Try using the snake lemma.

The second row is short exact, and the first row is almost short exact; you can make it short exact on the nose just by replacing $K \otimes M'$ with its image in $K \otimes M$. (Note that by short exactness of the second row, the map from $K \otimes M'$ to $F \otimes M'$ factors through this image.)

Now you have a map between two short exact sequences, and the snake lemma gives a six term exact sequence. The first two terms will be irrelevant, but the rest of them will give what you want.

[One way to think of this approach is that your (?) , while it generally has a negative answer --- you are right that submodules of flat modules need not be flat, and it's not hard to find examples where this map won't be injective --- this doesn't matter for the problem at hand!]
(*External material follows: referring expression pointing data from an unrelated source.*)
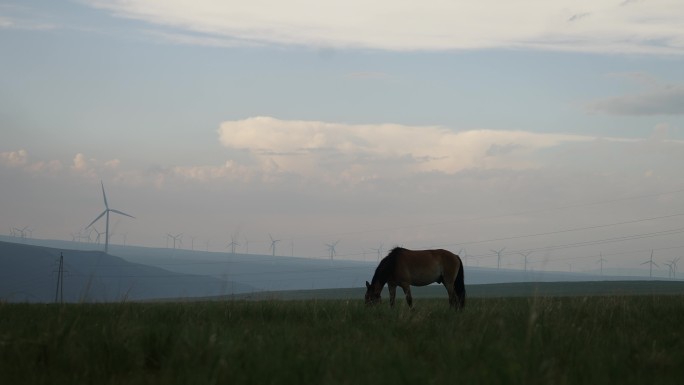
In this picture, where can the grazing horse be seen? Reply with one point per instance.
(403, 268)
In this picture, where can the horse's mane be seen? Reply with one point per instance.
(387, 265)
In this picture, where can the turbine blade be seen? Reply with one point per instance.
(104, 195)
(98, 217)
(121, 212)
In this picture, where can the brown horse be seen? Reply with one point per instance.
(403, 268)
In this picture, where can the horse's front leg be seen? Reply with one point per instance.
(393, 292)
(407, 292)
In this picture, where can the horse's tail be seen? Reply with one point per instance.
(459, 284)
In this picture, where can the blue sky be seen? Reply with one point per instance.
(345, 121)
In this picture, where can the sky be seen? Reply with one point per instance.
(548, 129)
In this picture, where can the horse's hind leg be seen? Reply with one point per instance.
(453, 298)
(407, 292)
(393, 292)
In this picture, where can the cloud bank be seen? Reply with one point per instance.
(667, 100)
(587, 26)
(356, 152)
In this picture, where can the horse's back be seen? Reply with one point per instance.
(423, 267)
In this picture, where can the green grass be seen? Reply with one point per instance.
(558, 340)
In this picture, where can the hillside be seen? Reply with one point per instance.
(29, 273)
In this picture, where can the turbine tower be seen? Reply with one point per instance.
(273, 243)
(106, 213)
(498, 257)
(331, 248)
(175, 238)
(651, 264)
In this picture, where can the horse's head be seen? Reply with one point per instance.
(372, 294)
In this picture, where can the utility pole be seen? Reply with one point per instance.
(59, 291)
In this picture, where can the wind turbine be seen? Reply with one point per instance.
(273, 243)
(526, 255)
(99, 235)
(232, 245)
(106, 213)
(21, 232)
(379, 251)
(498, 255)
(650, 263)
(175, 238)
(673, 267)
(601, 260)
(331, 247)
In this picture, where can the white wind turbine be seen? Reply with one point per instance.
(273, 243)
(175, 238)
(106, 213)
(331, 248)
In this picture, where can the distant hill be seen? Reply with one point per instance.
(29, 274)
(493, 290)
(189, 273)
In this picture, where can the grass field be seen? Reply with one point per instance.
(516, 340)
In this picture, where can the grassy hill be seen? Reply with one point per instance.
(29, 274)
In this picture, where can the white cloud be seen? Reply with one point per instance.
(334, 151)
(14, 158)
(667, 100)
(20, 159)
(577, 25)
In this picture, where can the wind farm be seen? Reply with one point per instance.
(105, 214)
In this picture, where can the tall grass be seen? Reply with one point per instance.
(515, 340)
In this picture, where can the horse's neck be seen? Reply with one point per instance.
(380, 282)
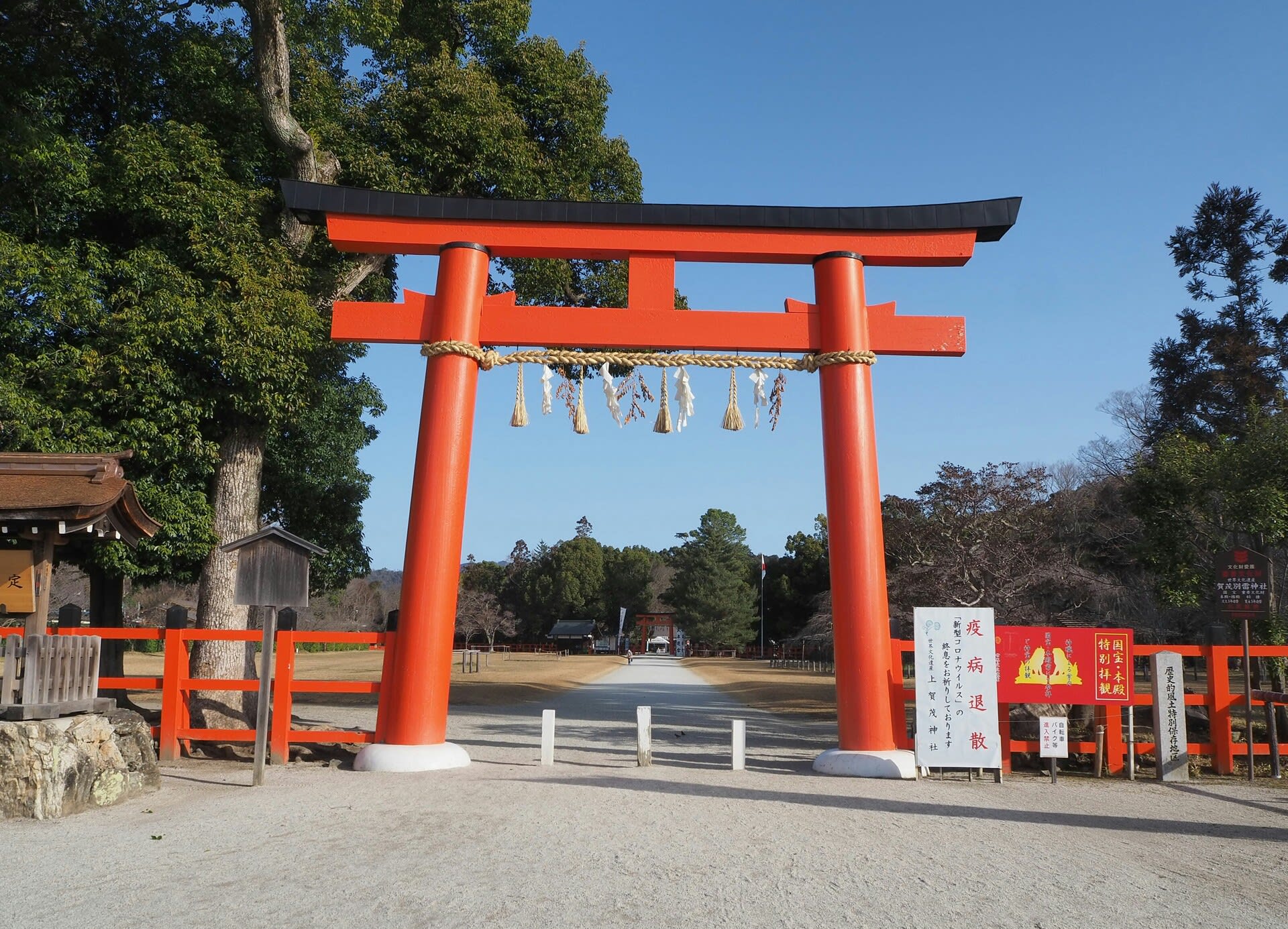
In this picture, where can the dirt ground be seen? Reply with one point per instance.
(808, 695)
(686, 843)
(502, 678)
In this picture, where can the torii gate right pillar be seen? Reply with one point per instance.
(861, 614)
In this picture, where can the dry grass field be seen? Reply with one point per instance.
(809, 695)
(501, 679)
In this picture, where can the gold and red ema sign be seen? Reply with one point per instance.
(1059, 665)
(17, 582)
(1243, 583)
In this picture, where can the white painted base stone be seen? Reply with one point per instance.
(403, 758)
(898, 765)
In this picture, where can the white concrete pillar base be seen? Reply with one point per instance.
(403, 758)
(898, 765)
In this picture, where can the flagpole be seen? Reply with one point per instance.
(761, 606)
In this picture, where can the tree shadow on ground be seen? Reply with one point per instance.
(1254, 804)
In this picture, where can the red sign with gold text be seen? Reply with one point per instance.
(1058, 665)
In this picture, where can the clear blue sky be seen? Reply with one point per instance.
(1108, 119)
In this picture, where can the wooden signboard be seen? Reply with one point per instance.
(17, 582)
(1062, 665)
(1243, 584)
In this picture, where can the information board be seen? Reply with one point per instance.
(17, 582)
(956, 688)
(1243, 584)
(1063, 665)
(1054, 734)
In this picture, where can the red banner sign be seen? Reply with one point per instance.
(1243, 583)
(1058, 665)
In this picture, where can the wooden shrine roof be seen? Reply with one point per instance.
(991, 219)
(83, 492)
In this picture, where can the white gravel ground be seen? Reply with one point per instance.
(598, 842)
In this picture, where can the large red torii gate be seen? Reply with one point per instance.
(466, 232)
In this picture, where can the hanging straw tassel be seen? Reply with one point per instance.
(519, 418)
(733, 417)
(579, 422)
(663, 414)
(547, 375)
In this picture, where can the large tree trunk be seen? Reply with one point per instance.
(236, 504)
(105, 610)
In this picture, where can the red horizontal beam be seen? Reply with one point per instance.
(607, 241)
(129, 684)
(334, 686)
(504, 324)
(331, 736)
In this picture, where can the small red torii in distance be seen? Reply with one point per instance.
(651, 237)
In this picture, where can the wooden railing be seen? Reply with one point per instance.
(176, 686)
(1222, 705)
(60, 674)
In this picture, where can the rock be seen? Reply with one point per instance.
(58, 767)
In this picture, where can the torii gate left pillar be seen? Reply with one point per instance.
(413, 724)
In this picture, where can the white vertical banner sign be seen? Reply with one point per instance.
(956, 688)
(1054, 736)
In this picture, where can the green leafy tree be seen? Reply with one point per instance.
(795, 582)
(161, 298)
(1224, 365)
(711, 593)
(628, 583)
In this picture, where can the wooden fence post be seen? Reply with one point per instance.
(284, 674)
(1004, 724)
(1219, 708)
(1111, 716)
(176, 668)
(386, 674)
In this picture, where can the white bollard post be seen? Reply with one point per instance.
(547, 739)
(644, 734)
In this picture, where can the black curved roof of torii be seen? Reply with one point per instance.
(989, 218)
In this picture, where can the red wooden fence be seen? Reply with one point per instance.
(174, 684)
(1222, 706)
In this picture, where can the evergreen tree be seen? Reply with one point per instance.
(155, 293)
(1224, 365)
(711, 592)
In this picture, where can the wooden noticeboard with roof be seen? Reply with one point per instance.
(49, 502)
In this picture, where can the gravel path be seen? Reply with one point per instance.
(598, 842)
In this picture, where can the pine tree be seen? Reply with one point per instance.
(711, 593)
(1223, 366)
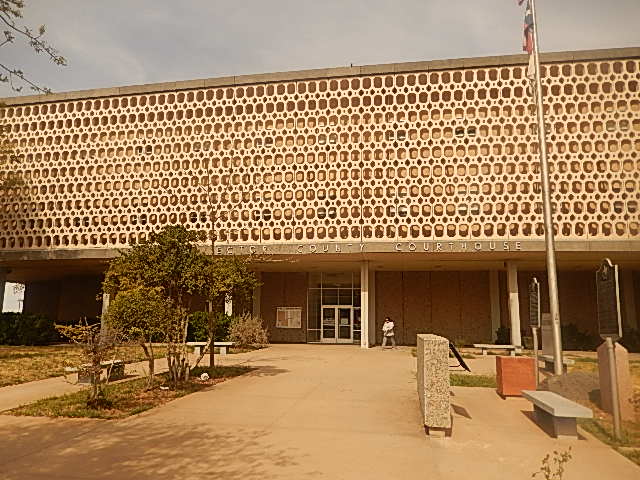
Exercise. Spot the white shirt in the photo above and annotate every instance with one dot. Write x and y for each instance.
(387, 328)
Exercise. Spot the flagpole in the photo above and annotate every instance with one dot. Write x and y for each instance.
(546, 203)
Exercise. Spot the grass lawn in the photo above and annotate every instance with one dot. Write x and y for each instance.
(25, 364)
(128, 398)
(464, 380)
(602, 424)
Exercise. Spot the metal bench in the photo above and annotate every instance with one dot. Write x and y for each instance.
(549, 362)
(197, 346)
(513, 349)
(559, 412)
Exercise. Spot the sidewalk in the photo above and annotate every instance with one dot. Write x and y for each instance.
(308, 411)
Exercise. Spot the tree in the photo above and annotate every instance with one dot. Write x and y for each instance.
(170, 262)
(142, 315)
(10, 12)
(228, 277)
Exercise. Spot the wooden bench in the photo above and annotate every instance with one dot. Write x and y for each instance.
(487, 346)
(552, 409)
(84, 371)
(549, 362)
(197, 346)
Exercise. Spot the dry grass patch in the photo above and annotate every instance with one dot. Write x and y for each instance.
(602, 424)
(26, 364)
(127, 398)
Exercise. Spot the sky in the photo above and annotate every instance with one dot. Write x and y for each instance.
(125, 42)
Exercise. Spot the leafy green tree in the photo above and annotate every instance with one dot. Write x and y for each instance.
(143, 315)
(230, 277)
(170, 262)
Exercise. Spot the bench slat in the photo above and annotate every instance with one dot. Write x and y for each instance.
(557, 405)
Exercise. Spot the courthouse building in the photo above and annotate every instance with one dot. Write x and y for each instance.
(407, 190)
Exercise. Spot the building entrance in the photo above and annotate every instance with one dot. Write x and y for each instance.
(340, 324)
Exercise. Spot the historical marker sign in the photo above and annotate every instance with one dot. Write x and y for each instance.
(608, 294)
(534, 303)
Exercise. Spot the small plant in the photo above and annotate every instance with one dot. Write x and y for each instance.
(552, 468)
(248, 331)
(503, 336)
(97, 347)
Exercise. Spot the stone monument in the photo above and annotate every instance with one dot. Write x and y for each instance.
(434, 383)
(625, 390)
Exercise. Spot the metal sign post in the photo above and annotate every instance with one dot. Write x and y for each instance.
(610, 328)
(534, 320)
(552, 279)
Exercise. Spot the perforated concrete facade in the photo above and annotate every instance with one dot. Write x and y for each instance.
(437, 151)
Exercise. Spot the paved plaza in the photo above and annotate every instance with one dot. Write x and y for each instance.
(309, 411)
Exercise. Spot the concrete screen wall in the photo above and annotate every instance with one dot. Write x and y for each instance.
(455, 305)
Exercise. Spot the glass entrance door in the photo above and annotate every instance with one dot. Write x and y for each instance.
(337, 324)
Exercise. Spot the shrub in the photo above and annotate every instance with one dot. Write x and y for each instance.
(198, 330)
(27, 329)
(247, 331)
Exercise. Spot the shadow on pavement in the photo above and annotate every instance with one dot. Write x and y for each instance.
(141, 448)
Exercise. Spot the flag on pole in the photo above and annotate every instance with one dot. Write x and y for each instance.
(527, 40)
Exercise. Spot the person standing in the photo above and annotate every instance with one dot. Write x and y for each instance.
(387, 333)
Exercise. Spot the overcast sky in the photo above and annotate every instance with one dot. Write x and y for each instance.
(124, 42)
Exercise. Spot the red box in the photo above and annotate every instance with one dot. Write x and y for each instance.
(514, 374)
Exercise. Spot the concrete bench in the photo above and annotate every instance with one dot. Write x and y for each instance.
(559, 412)
(487, 346)
(549, 362)
(197, 346)
(84, 374)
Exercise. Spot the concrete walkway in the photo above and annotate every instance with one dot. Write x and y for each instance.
(309, 411)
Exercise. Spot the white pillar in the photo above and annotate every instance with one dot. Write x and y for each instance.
(364, 304)
(494, 298)
(103, 315)
(372, 308)
(228, 306)
(257, 296)
(3, 283)
(630, 318)
(514, 303)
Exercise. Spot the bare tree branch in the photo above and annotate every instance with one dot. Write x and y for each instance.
(10, 10)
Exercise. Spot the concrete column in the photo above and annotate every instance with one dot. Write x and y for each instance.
(105, 309)
(514, 303)
(630, 318)
(228, 306)
(257, 296)
(372, 308)
(364, 304)
(494, 298)
(3, 284)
[And a general philosophical remark: when you have a diagram like the one you wrote, and you are trying to show that first arrow in a putative s.e.s. is injective, the snake lemma is a natural thing to use, so you want to try to set things up so that you putative s.e.s. is the last three terms of a snake lemma 6-term exact sequence. This is made systematic by the theory of derived functors, and the theory of Tor is underlying this question. More precisely, this question is a special case of the general fact that Tor${}^R_i(M,N)$ can be computed using a flat resolution of either $M$ or $N$.]

Answer 2

I will add the solution here. I am hoping all is correct. We have the diagram (I've removed some irrelevant arrows) $$\begin{CD} {}&{}&{}&{}&{}&{}&0\\ {}&{}&{}&{}&{}&@VVV \\ &{}& K\otimes M^\prime @>>> K\otimes M @>>> K\otimes M^{\prime\prime} @>>> 0 \\ {}& @VV\iota \otimes 1 V @VVV @VVV \\ 0 @>>> F\otimes M^\prime @>>> F\otimes M @>>> F\otimes M^{\prime\prime} \\ {}&@VVV @VVV @VVV \\ &{}& N\otimes M^\prime @>>> N\otimes M @>>> N\otimes M^{\prime\prime} \\ {}& @VVV @VVV @VVV \\ {}&{}&0&{}&0&{}&0 \end{CD}$$

Since the columns are exact, the various $\eta\otimes 1:F\otimes M'\longrightarrow N\otimes M'$ are cokernels for various $\iota\otimes 1$, and the uppermost $0$ is the kernel of the third $\iota\otimes 1$. Thus the snake lemma gives a connecting morphism $\partial$ making the sequence $0\mathop\longrightarrow\limits^{\partial}N\otimes M'\longrightarrow N\otimes M$ exact, as we wanted.